Diese Erschütterung, das schien im sicher, die rührt von einem Verbrechen her. Ganz klar. Entführung. Mindestens. Vielleicht mehr. Totschlag. Womöglich Mord.
Das Opfer, ein Junge.
Der Täter. Ein Mann?
Oder eine Frau?
Nick versuchte sich vorzustellen, wie es war, wenn man keinem Erwachsenen mehr traute. Nicht den Eltern und Großeltern, Tanten und Onkeln. Keinem Lehrer. Keinem Trainer. Nicht mal Gott, weil der ebenfalls erwachsen war.
Es gelang ihm nicht.
Er stand auf, ging hinaus auf die Terrasse, setzte sich in einen der Gartenstühle und dachte an das stumme Mädchen. An Lina Soundso, deren Zwillingsbruder spurlos verschwunden war.
Im Grunde, überlegte er, ist es bloß Zufall, dass ich als Nick und nicht als Jan geboren wurde. Dass Lina seine und nicht meine Schwester ist. Dass nicht ich, sondern er verschwunden ist. Purer Zufall. Glück! Sonst wäre ich es, nach dem die Hundertschaften Wälder und Felder absuchen und der möglicherweise schon längst …
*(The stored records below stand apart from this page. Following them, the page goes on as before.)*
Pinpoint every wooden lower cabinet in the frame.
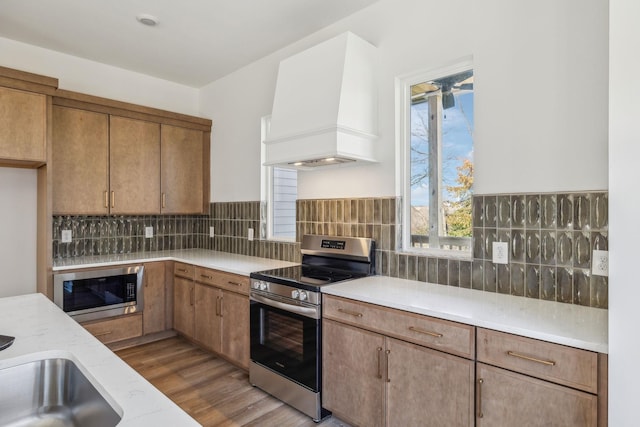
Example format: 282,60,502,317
142,262,167,335
476,363,598,427
322,319,385,427
173,263,249,369
194,283,222,353
222,291,250,369
173,276,195,339
323,319,474,426
82,314,142,344
194,283,249,369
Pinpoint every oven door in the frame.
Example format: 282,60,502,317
250,292,321,392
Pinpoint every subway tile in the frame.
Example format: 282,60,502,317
51,192,609,308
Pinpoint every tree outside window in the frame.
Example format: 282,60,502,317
404,69,474,252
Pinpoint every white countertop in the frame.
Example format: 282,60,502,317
0,294,200,427
322,276,608,353
52,249,608,353
53,249,298,276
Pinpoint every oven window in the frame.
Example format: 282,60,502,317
260,311,304,362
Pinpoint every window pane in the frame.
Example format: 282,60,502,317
408,70,473,250
271,167,298,238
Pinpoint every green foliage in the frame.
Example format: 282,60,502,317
446,159,473,237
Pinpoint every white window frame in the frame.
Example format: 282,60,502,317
395,56,473,260
260,116,296,242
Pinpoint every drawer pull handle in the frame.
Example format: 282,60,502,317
385,350,391,383
478,378,484,418
377,347,382,379
338,308,362,317
409,326,444,338
507,351,556,366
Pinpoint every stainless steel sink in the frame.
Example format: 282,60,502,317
0,359,122,427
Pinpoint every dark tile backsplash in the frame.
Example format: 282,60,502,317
52,215,211,262
53,192,608,308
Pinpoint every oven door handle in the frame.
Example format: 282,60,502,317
250,293,320,319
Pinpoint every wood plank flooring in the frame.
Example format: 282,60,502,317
116,337,348,427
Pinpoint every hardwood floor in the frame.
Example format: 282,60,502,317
116,337,348,427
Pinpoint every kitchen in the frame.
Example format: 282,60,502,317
0,0,638,425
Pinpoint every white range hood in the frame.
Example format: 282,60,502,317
264,32,378,170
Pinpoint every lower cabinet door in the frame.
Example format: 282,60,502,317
322,319,382,427
194,283,222,353
476,363,598,427
222,291,249,369
142,261,166,335
173,276,195,338
384,338,476,427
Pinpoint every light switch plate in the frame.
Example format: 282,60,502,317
493,242,509,264
62,230,72,243
591,250,609,276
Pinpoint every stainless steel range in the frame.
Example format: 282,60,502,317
249,235,375,421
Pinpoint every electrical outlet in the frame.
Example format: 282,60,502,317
591,250,609,276
62,230,72,243
493,242,509,264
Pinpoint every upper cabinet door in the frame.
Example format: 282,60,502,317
161,125,208,214
0,87,47,166
51,106,109,215
109,116,160,215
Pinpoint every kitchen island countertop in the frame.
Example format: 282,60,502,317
322,276,608,353
0,294,200,427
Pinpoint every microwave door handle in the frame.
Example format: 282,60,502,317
250,293,320,319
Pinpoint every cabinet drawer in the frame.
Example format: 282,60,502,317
195,267,249,295
173,262,196,280
82,314,142,344
323,295,474,359
477,328,598,393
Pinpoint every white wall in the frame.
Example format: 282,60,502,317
201,0,608,201
0,168,37,298
0,38,198,297
609,0,640,427
0,37,198,115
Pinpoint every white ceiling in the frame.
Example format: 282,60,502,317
0,0,377,88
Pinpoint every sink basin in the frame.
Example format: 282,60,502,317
0,359,122,427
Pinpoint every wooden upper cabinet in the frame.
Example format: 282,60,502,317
109,116,160,215
50,90,211,215
160,124,208,214
51,106,109,215
0,87,47,167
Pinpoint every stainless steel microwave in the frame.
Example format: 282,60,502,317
53,265,144,322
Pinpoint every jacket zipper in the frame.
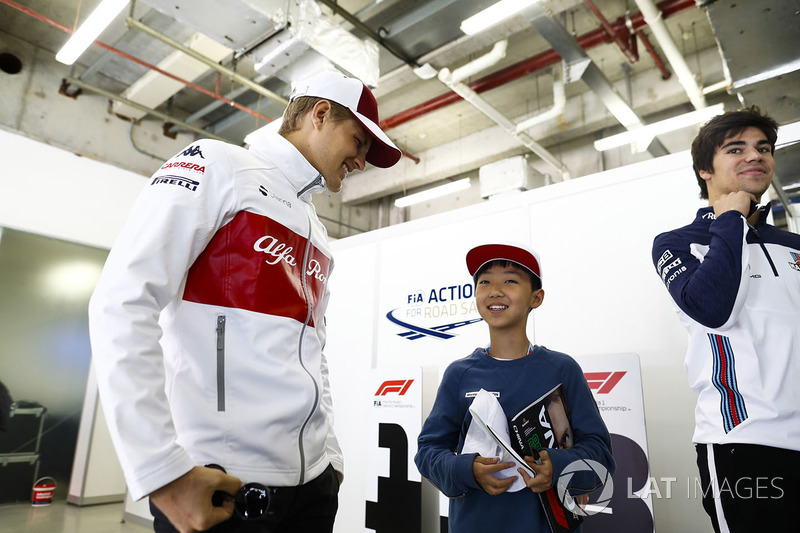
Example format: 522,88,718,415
297,203,321,485
297,174,322,198
217,315,225,411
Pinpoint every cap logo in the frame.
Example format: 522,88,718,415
356,86,380,124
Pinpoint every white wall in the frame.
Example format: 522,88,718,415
0,129,147,248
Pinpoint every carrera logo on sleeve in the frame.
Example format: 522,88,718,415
182,146,205,159
789,252,800,272
258,185,292,208
150,176,200,191
161,161,206,174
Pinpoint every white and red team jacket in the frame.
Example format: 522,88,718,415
653,206,800,450
89,133,344,500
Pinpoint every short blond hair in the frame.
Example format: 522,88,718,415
278,96,353,135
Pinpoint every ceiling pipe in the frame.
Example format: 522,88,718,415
450,39,508,82
522,3,669,157
317,0,419,68
439,64,572,180
636,26,672,80
438,39,571,180
0,0,272,122
515,67,567,133
125,17,289,106
636,0,706,109
65,78,235,144
583,0,639,63
381,0,696,131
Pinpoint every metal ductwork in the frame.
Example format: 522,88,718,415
522,3,669,157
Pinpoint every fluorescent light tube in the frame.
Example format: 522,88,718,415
56,0,128,65
461,0,537,35
594,104,725,152
394,178,472,207
731,59,800,90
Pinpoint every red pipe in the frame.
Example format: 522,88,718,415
636,31,672,80
583,0,639,63
0,0,272,122
380,0,696,131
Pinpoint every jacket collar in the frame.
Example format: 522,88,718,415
695,202,772,227
250,131,326,199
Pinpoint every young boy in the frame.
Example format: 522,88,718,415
415,244,615,533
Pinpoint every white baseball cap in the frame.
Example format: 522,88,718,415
289,70,403,168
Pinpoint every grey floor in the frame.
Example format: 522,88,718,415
0,501,152,533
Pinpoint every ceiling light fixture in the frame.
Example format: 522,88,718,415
56,0,128,65
461,0,537,35
594,104,725,152
394,178,472,207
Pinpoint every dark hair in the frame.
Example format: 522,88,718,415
692,105,778,200
278,96,353,135
472,259,542,291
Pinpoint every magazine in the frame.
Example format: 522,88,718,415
462,384,583,533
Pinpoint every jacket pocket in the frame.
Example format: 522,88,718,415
217,315,225,411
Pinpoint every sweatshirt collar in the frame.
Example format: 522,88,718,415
250,131,326,198
695,202,772,226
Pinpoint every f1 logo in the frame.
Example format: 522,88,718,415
375,379,414,396
583,372,627,394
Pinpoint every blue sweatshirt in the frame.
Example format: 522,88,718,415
414,346,615,533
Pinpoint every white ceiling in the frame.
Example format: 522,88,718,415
0,0,800,234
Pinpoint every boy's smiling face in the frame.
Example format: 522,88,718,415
475,263,544,331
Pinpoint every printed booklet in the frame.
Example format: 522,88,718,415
461,384,583,533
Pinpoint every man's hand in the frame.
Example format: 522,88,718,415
517,450,553,492
150,466,242,533
714,191,757,217
472,455,517,496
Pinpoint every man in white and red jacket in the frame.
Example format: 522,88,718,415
89,72,401,532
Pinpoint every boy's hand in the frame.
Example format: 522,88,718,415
472,455,517,496
520,450,553,492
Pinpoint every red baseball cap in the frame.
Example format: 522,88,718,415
289,70,403,168
467,240,542,281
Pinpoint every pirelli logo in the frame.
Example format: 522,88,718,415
150,176,200,191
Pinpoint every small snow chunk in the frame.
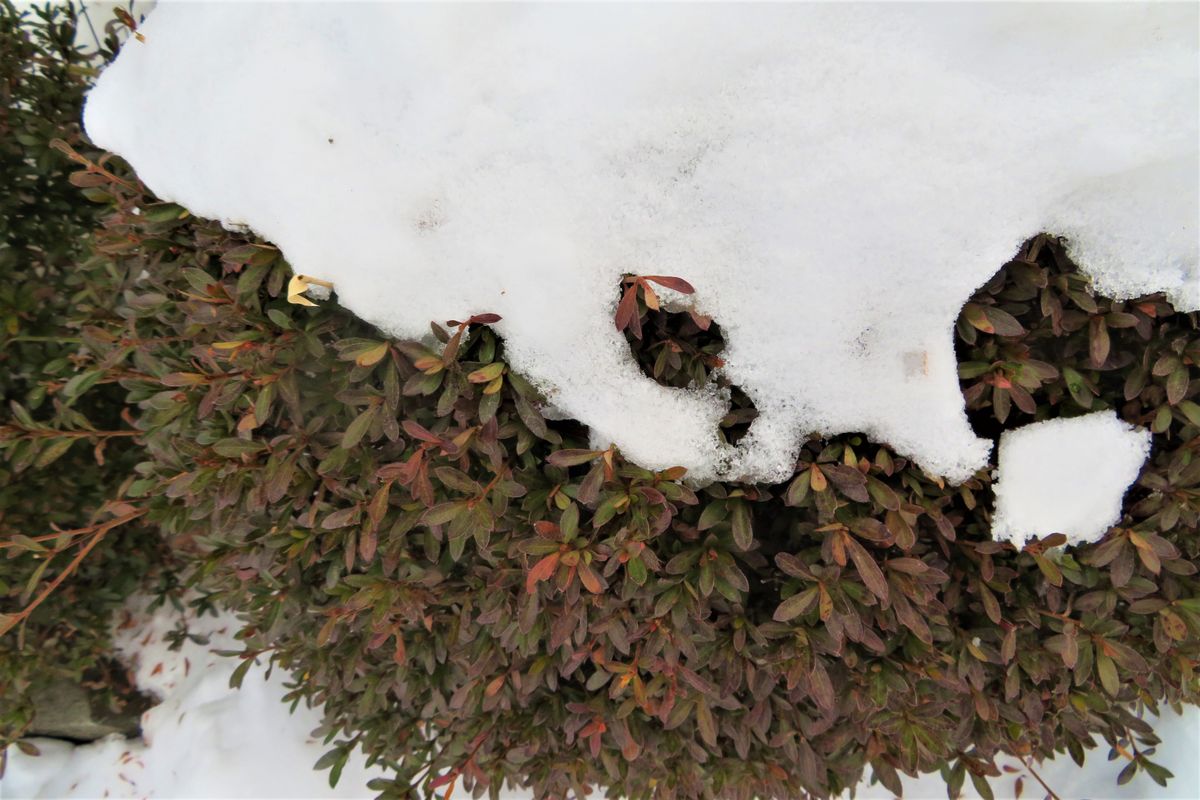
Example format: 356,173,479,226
991,411,1151,545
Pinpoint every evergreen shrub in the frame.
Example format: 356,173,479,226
0,0,169,753
4,4,1200,799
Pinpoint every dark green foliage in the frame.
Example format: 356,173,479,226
0,0,174,747
2,6,1200,798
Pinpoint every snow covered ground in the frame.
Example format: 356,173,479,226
0,599,383,800
0,599,1200,800
85,4,1200,482
9,4,1200,800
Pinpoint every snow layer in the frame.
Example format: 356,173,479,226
0,599,385,800
991,411,1151,546
85,4,1200,481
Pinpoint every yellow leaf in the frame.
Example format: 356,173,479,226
288,275,334,306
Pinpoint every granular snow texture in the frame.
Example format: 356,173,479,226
991,411,1151,547
85,4,1200,482
0,603,385,800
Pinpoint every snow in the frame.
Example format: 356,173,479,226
991,411,1151,547
0,600,1200,800
85,4,1200,482
0,601,385,800
854,705,1200,800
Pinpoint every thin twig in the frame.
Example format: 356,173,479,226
1025,757,1062,800
0,509,145,636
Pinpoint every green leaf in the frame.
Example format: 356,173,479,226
342,405,379,450
724,500,754,551
229,658,254,688
1166,367,1188,405
34,438,77,468
772,587,817,622
697,500,730,530
1096,651,1121,697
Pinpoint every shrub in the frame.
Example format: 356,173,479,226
8,4,1200,798
0,0,174,753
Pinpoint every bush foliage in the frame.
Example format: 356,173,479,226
0,4,1200,798
0,0,174,765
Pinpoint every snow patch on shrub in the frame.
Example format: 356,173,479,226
85,4,1200,482
991,411,1151,547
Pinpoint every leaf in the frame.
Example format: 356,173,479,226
578,560,606,595
984,306,1025,336
809,464,829,492
1166,367,1188,405
229,657,256,688
772,587,817,622
341,405,379,450
421,500,470,525
696,698,716,750
642,275,696,294
962,302,996,333
546,450,604,468
1033,553,1062,587
354,342,389,367
467,361,505,384
1159,608,1188,642
839,534,888,602
526,553,559,594
730,500,754,551
288,275,334,306
34,439,78,469
320,505,360,530
1096,651,1121,697
613,283,642,338
1087,317,1111,367
696,500,730,530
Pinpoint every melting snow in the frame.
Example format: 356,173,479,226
85,4,1200,481
991,411,1151,547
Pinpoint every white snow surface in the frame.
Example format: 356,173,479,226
85,4,1200,482
0,601,386,800
9,601,1200,800
991,411,1151,547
Er hielt inne, wollte diesen Satz nicht zu Ende denken und war heilfroh, als seine Mutter nach ihm rief, weil sie mit ihm die Koffer fertig packen wollte. Aber der Gedanke hatte nach ihm gegriffen und ließ ihn nicht mehr aus den Fängen.
„Wann sollte ich eigentlich zu Marion und Thomas? Wie immer, in den letzten beiden Ferienwochen?“, wollte Nick wissen. Er stopfte seine Socken in den Koffer.